“Move legs. Move, damned legs!”
I was crossing a bridge along the greenway. The morning was gray and cool, like today. Void of humans…full of life though. Small creatures making crunchy sounds as they moved through the leaves that carpet the floor of the woods in late Fall.
My hand rested on the wooden rail of the footbridge that crosses over a small creek. There was a trickle from the hills to the pond just feet away from the path. I couldn’t move. I leaned forward and turned with a swing hoping that gravity and a little momentum might create a step. Nothing. I felt like a salvage diver on sea’s bottom tethered to lead boots. Tybee was on the path ahead of me. He lounged under the shade of a River Oak.
I woke. It was a dream.
For just a moment I couldn’t feel my legs. The Wonder Dog was lying down next to my bed, his tired old body stretched across his orthopedic bed and the shag rug underneath.
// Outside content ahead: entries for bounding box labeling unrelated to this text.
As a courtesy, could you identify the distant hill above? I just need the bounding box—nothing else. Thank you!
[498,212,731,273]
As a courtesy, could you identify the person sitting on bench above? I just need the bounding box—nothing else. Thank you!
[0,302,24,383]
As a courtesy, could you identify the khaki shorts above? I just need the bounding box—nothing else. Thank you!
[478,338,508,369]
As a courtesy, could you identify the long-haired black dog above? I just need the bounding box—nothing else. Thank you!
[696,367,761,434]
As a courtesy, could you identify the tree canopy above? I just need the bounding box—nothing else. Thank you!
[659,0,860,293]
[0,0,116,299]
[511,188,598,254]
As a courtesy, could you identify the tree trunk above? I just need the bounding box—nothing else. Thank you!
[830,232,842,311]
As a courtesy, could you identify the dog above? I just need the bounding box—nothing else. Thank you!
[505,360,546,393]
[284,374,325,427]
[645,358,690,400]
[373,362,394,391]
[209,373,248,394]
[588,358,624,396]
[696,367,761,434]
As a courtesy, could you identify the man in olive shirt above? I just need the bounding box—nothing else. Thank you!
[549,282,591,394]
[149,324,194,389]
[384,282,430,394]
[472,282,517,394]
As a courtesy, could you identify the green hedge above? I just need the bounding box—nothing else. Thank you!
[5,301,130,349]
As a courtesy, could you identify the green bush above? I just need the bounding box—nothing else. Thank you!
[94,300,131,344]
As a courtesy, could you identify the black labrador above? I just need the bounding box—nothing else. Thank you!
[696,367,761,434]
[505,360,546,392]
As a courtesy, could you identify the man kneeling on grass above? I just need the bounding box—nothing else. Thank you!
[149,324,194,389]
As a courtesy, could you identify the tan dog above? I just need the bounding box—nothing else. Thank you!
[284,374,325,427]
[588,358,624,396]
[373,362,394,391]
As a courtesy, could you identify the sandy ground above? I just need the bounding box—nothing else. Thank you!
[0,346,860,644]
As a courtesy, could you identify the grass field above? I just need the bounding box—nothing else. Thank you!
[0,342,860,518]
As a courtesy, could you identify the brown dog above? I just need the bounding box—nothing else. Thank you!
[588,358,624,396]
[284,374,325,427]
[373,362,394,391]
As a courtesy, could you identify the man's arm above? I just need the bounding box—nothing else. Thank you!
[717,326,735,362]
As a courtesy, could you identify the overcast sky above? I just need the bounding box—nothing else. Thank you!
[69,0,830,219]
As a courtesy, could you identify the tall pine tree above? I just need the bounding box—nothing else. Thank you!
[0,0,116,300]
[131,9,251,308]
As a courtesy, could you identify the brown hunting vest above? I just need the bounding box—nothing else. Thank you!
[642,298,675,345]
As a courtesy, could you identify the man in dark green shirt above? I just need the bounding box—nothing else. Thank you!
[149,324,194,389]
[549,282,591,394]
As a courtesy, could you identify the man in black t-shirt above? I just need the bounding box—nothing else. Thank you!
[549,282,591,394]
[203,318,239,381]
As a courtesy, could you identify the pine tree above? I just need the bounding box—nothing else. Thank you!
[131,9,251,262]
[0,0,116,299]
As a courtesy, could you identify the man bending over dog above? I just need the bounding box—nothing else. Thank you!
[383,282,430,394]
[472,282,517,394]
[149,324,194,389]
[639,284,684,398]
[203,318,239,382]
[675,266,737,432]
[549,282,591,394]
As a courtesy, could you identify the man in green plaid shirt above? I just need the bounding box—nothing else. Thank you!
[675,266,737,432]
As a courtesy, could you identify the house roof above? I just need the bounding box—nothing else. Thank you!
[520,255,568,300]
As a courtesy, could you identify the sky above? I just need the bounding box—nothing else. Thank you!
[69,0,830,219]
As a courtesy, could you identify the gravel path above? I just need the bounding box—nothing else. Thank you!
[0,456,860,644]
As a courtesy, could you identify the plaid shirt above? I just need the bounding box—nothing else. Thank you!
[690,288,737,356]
He smiled up at me as he does every morning. But his eyes looked worried as he seemed to sense that I was out of sorts.
He worked slowly to rise from his slumber and greet me with a nose nudge that is part “good morning” and “Let’s go for our sunrise stroll.”
His front legs extended and his chest worked the lift. His back legs followed like tent poles…straightened and immobile. They collapsed under his eighty-three pounds. He panted a moment and went for a second take. Collapsing again as I got up and tucked my hands under his hips and said, “C’mon pal…need a little lift?” He steadied and his tail wagged in appreciation. I threw on my jeans and grabbed a sweatshirt and said, “Let’s go, little man.”
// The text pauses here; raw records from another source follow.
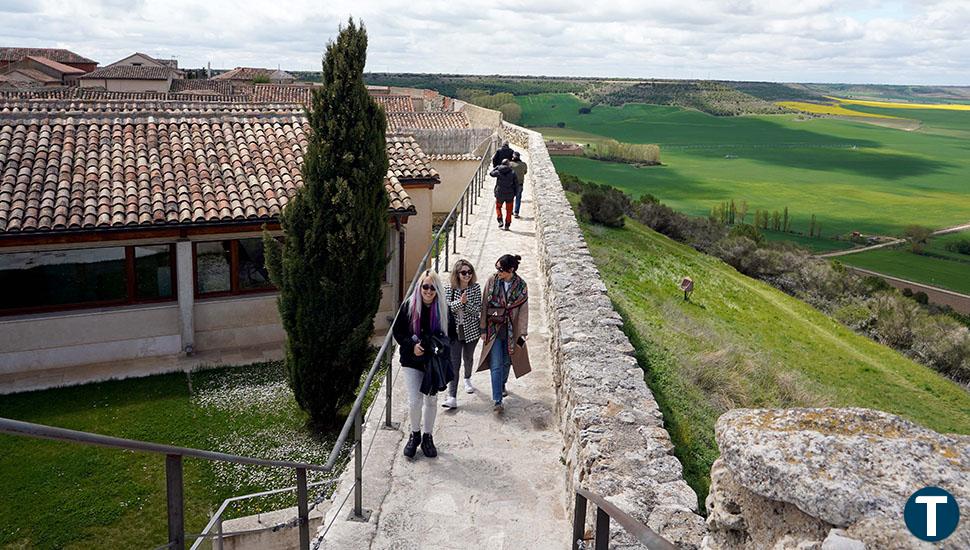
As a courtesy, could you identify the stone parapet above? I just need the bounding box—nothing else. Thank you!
[503,123,705,548]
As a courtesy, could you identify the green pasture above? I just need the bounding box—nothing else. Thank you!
[838,231,970,294]
[0,363,334,549]
[517,94,970,242]
[583,219,970,503]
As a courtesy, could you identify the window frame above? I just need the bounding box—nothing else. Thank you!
[192,237,279,300]
[0,242,178,318]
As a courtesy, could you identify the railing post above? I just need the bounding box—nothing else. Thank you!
[165,455,185,550]
[296,468,310,550]
[570,493,586,550]
[596,506,610,550]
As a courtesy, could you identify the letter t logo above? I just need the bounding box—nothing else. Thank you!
[916,495,947,537]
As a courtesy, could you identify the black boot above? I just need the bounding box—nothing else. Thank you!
[421,434,438,458]
[404,432,427,458]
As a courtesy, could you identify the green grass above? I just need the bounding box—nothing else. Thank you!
[0,363,332,548]
[838,231,970,294]
[517,94,970,242]
[583,219,970,503]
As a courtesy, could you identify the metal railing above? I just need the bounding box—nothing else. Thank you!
[191,135,497,550]
[0,418,328,548]
[570,487,677,550]
[0,135,497,550]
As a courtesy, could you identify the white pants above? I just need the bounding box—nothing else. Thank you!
[401,367,438,434]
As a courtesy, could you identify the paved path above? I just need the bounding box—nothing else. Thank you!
[320,149,571,550]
I walked down to the landing at the bottom of the staircase and looked back up at him. He stood ready and calculated his descent. I waited in a catcher’s position on the landing. He began, slowly at first. Momentum turned a careful walk into a slide by the time he made it to me. I caught him, as I do, and we enjoyed a laugh. It’s a bit of a kooky tradition now. Tybee navigated the two bottom stairs from the landing to the wood floors of the den. He stopped at his water bowl and lapped away as I grabbed my boots and his leash. He stood at the top of the three stairs that lead to the front door. He waits for me to open the door before going down the wooden stairs. That way he can sail right through the entry way and on to the patio.
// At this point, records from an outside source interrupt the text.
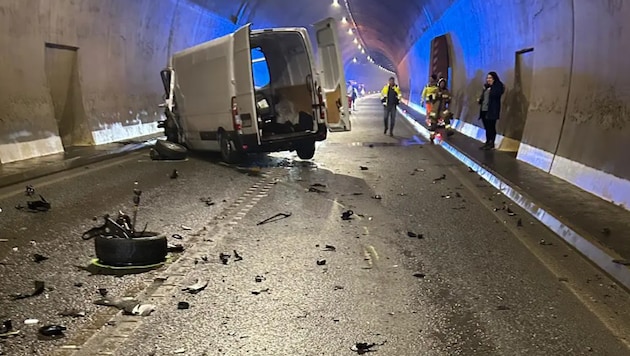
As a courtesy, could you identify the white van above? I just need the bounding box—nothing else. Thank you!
[160,18,351,162]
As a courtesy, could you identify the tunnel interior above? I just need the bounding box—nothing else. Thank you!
[0,0,630,211]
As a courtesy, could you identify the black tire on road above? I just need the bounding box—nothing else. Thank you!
[154,140,188,160]
[94,232,168,267]
[219,131,243,163]
[296,142,315,159]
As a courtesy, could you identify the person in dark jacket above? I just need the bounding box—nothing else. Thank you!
[479,72,505,150]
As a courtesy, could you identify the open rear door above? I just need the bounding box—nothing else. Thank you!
[313,17,351,131]
[232,24,260,144]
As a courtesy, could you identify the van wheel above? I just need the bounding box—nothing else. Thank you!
[154,140,188,160]
[219,132,242,163]
[296,142,315,159]
[94,232,168,267]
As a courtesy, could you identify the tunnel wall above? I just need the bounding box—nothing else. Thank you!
[398,0,630,209]
[0,0,235,163]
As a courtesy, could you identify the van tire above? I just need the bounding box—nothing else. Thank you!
[295,142,315,159]
[94,232,168,267]
[219,131,243,164]
[154,140,188,160]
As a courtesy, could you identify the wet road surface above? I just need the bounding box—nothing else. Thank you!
[0,99,630,355]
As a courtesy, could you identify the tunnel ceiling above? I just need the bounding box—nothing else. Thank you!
[199,0,455,71]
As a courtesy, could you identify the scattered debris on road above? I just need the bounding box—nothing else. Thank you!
[252,288,269,295]
[11,281,45,300]
[33,253,48,263]
[199,197,215,206]
[433,174,446,183]
[182,279,208,294]
[256,212,292,225]
[39,325,66,336]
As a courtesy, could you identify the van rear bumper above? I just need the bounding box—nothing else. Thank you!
[235,124,328,153]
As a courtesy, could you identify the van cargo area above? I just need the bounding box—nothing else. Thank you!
[250,31,318,141]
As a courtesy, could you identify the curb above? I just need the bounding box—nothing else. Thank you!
[398,107,630,290]
[0,140,155,188]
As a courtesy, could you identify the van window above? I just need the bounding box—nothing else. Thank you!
[252,47,270,89]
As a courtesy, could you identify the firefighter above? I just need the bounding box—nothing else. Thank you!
[429,78,454,143]
[381,77,402,136]
[421,74,438,121]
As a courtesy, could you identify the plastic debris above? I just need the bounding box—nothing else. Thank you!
[33,253,48,263]
[182,279,208,294]
[256,213,292,225]
[39,325,66,336]
[11,281,45,300]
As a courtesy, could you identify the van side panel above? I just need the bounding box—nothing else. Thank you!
[173,36,233,151]
[232,25,260,144]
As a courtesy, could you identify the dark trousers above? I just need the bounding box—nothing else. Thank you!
[384,106,396,132]
[481,111,497,147]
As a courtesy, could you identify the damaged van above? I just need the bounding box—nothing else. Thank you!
[160,18,351,163]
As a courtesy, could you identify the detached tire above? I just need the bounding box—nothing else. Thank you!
[94,232,168,267]
[296,142,315,159]
[154,140,188,160]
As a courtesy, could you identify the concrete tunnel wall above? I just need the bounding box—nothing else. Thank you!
[398,0,630,209]
[0,0,241,163]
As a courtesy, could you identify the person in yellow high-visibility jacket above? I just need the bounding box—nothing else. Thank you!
[421,74,438,120]
[381,77,402,136]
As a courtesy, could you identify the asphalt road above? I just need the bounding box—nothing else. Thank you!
[0,99,630,356]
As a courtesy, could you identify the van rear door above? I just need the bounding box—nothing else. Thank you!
[313,17,351,131]
[232,24,260,144]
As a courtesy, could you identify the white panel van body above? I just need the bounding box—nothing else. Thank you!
[160,18,351,162]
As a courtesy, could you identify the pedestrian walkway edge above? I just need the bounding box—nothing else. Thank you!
[398,107,630,290]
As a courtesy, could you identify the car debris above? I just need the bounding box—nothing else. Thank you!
[324,245,337,252]
[252,288,269,295]
[350,341,387,355]
[33,253,48,263]
[24,184,35,197]
[11,281,46,300]
[182,279,208,294]
[166,243,184,253]
[256,212,292,225]
[0,319,20,338]
[59,309,86,318]
[219,252,232,265]
[39,324,66,336]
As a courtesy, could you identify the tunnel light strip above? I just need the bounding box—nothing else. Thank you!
[398,107,630,288]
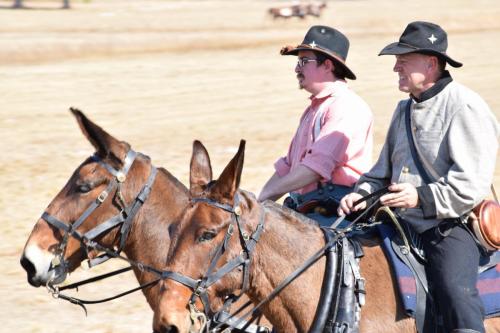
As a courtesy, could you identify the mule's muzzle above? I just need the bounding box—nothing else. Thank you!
[19,255,38,288]
[153,325,180,333]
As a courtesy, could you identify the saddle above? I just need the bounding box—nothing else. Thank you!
[320,228,366,333]
[376,207,500,332]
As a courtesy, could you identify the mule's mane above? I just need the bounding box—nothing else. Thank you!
[158,167,188,192]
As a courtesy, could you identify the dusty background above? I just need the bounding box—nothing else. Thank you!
[0,0,500,333]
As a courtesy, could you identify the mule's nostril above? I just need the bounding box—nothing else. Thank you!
[160,325,179,333]
[20,255,40,287]
[20,256,36,277]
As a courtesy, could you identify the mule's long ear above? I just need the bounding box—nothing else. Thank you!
[69,108,130,161]
[212,140,245,201]
[189,140,212,196]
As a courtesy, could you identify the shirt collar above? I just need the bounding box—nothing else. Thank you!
[411,71,453,103]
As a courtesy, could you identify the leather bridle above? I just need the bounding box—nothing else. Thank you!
[162,194,264,320]
[42,150,157,285]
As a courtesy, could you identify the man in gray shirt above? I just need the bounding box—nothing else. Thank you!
[338,22,499,333]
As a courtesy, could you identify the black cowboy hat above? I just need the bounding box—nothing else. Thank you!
[280,25,356,80]
[379,21,462,67]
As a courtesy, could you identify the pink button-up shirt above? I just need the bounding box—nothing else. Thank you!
[274,81,373,194]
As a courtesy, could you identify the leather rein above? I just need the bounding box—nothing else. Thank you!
[162,187,388,332]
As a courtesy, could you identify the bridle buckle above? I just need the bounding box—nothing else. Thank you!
[96,191,108,203]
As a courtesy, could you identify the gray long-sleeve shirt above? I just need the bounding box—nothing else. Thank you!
[356,76,499,233]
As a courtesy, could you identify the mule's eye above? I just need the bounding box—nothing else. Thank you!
[198,230,217,243]
[76,184,92,193]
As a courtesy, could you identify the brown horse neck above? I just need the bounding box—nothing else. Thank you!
[239,197,325,332]
[123,168,188,309]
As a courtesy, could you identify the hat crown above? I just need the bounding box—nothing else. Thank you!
[399,21,448,53]
[302,25,349,61]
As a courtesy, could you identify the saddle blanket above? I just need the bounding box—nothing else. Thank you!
[378,224,500,317]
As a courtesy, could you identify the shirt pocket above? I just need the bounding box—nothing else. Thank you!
[417,129,441,144]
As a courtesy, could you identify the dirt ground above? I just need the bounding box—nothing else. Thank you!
[0,0,500,333]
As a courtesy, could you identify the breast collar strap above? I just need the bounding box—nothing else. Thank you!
[42,150,157,276]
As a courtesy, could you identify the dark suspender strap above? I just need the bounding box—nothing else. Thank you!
[405,98,432,184]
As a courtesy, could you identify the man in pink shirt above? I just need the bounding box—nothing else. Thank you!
[259,26,373,219]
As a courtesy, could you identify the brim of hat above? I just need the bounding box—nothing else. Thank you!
[281,44,356,80]
[378,42,463,67]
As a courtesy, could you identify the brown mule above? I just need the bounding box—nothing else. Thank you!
[21,109,269,332]
[153,142,500,333]
[21,109,188,309]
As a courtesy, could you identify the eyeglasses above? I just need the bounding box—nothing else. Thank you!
[297,57,318,67]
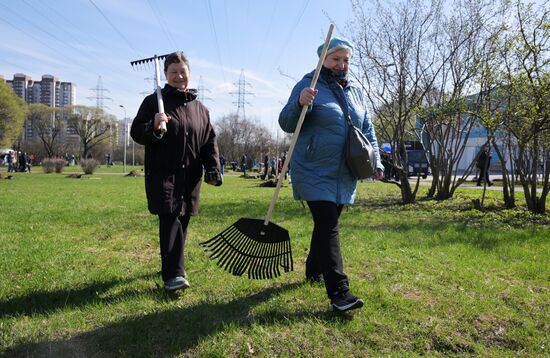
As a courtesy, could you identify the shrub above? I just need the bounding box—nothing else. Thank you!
[80,158,99,174]
[42,158,66,174]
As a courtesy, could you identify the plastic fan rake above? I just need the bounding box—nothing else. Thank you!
[200,24,334,279]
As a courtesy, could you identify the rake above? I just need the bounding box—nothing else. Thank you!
[130,54,168,134]
[199,24,334,279]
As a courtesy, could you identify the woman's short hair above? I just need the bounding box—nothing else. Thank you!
[164,51,191,72]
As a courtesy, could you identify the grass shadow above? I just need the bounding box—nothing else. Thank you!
[0,273,158,318]
[6,282,349,357]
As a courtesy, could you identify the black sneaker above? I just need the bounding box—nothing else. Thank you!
[329,290,364,312]
[306,273,323,283]
[164,276,189,292]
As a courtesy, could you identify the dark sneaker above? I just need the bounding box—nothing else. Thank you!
[306,273,323,283]
[164,276,189,291]
[329,290,363,312]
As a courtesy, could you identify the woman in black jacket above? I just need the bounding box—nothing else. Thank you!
[130,51,222,291]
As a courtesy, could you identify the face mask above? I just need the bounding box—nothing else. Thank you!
[321,67,348,82]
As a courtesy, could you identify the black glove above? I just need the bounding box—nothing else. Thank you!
[204,169,223,186]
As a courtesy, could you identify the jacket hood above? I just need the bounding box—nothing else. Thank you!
[162,84,198,102]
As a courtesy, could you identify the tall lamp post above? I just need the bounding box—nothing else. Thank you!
[119,105,128,173]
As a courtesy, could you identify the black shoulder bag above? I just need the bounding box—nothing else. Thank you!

We are now ready for our morning walk.
He loves to walk. He compensates. His front legs working, at times, in a full canter. His back legs, stiff, but steady now serve more as a rudder.
I am convinced that my dream came to me as a medium of empathy. For just a time, in my unconscious state, I was aware of the nature of a chronic disability. I felt–or didn’t “feel” in this case–what it must be like to live within a body that doesn’t work like we want it to. This wonderful companion of mine shows me that spirit and determination can trump limits of the anatomical kind.
I will be there one day. My body’s Early Warning System offers pings of what will surely be more acute in the days ahead. A pain here, a kink there, a “where did that come from?” moment. I look at my best friend of 17 years and realize that he wants to leave me with his wisdom and inspiration for living through all manner of trials. He climbs the stairs of my three story village town home several times a day. If I go up, he comes with me…despite my encouraging him to stay downstairs. It takes him a while, but he gets there on his time. He comes back down. Gravity does most of the work while he uses his front legs for brakes. Then he finds his place on his deck bed and lounges in the sun near a River Oak.
Thank you, my perfect pal.
I choose to live. I choose to live well. Despite these damned legs.